Sitting high on a sunny plateau above Sierre, in the heart of the Swiss Alps, Crans-Montana is an idyllic ski town that offers its visitors wide panoramic views of the picturesque Valais Alps. The town, founded in 1893, is perched at 1,500 metres above sea level (with slopes reaching as high as the Plaine Morte Glacier at 3,000m), among a 200km stretch of snow-capped peaks including Mont Blanc and The Matterhorn.
Crans-Montana is renowned for its clean air – claimed to be the ‘purest in the Swiss Alps’ (according to SAPALDIA, a Swiss nationwide medical study) – and enjoys a hefty 300 days of sunshine per year on average. It is an upmarket resort, and caters to those who like to shop and eat well as much as those who like to ski.
Photo: Looking out over Crans-Montana - © Crans-Montana Tourism Olivier Maire
The ski season runs from mid-November to mid-April on average, dependent on snow cover and conditions.
Ski season aside, the resort is also renowned for its world-class golfing facilities, and often plays host to international golf tournaments, including the annual Omega European Masters in September.
Bus or Train
Crans-Montana’s nearest town centres are Sion and Sierre. 7,000-year-old Sion, capital of Valais and economic centre of this sunny region, serves as a convenient transport hub. It is home to Switzerland’s biggest bus interchange, servicing 26 destinations in the Valais area.
Sierre, its neighbour, is known as the wine capital of Switzerland; home to countless vineyards and a year-round calendar of wine-related festivals, celebrations and events. It takes just 12 minutes by funicular (cable railway – in this case, the longest in Switzerland) to get to the CFF train station in Sion (Switzerland's major railway company), which in turn services all the major town centres in the region such as Basel, Bern and Lausanne, as well as Geneva, Zurich and Milan airports.

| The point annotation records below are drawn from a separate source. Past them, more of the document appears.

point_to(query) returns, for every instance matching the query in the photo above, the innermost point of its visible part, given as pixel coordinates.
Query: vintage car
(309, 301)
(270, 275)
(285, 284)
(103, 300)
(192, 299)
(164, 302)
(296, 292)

Buses to Crans-Montana run from both Sion and Sierre train stations (a 45-minute or 35-minute journey, respectively – see www.carpostal.ch and www.cie-smc.ch for more information). A taxi to the ski fields from Sion will set you back 90CHF while a taxi from Sierra will cost around 70CHF.
If coming internationally, Sion International Airport (Régional de Sion Valais Switzerland) is a short 30 km (or twenty-five-minute) ride away by funicular, or one hour’s drive in good conditions. Genève-Cointrin Airport is 185km to the west or around a 2 1/4 hour drive, while Zürich-Kloten airport is 300km to the north (3 hour drive).
Crans-Montana sits 15km away from the nearest main motorway, which will get you to and from Geneva, Zurich or Italy via the Simplon Tunnel.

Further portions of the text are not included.